Pet Door - History

History

The Oxford English Dictionary records the first use of the phrase "cat flap" in 1957 and "cat door" in 1959, but the idea is much older.

In rural areas, cat doors (often simple holes) in the walls, doors or even roofs of grain and flour storage spaces have long been used to welcome feral cats to hunt rodent pests that feed on these stores. Human semi-domestication of wildcats dates back to at least 7,500 BCE in Cyprus, and the domestic cat was a part of everyday life in grain-dependent ancient Egypt (ca. 6,000 BCE onward). Nowadays, this function is mostly lost, but in some rural areas, such as Valencia, Spain, and Vaunage, France, farm cat doors and holes (Spanish: gateras, French: chatieres) are still common.

The 14th-century English writer Geoffrey Chaucer described a simple cat hole in the "Miller's Tale" from his Canterbury Tales (late 1300s). In the narrative, a servant whose knocks go unanswered uses the cat door to peek in:

An hole he foond, ful lowe upon a bord
Ther as the cat was wont in for to crepe,
And at the hole he looked in ful depe,
And at the last he hadde of hym a sighte.

In an apparent early modern example of urban legend, the invention of the pet door was attributed to Isaac Newton (1642–1727) in a story (authored anonymously and published in a column of anecdotes in 1893) to the effect that Newton foolishly made a large hole for his adult cat and a small one for her kittens, not realizing the kittens would follow the mother through the large one. Two Newton biographers cite passages saying that Newton kept "neither cat nor dog in his chamber". Yet over 60 years earlier, a member of Newton's social circles at Trinity, one J. M. F. Wright, reported this same story (from an unknown source) in his 1827 memoir, adding: "Whether this account be true or false, indisputably true is it that there are in the door to this day two plugged holes of the proper dimensions for the respective egresses of cat and kitten."

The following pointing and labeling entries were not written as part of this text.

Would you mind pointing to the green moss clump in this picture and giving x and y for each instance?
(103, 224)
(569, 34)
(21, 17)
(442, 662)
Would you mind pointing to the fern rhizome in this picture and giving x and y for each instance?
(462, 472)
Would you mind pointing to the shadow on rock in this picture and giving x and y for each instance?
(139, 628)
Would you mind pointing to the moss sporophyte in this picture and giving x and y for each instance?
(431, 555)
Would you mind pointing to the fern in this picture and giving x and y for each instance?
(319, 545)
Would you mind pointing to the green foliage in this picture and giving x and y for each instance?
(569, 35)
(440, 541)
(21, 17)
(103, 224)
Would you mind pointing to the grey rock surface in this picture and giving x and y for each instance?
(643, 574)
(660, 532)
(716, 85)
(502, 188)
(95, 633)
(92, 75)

Modern cat flaps are popular in some countries even in urban environments, particularly the United Kingdom where it is estimated that about 74% of cats have access to the outdoors.

Dog doors are common in suburban North America, where they mostly lead to fenced-in yards. Pet doors are also common between suburban homes and their attached garages, so that pet-related mess (cat box, dog food, etc.) can be kept in the garage with pets having free access.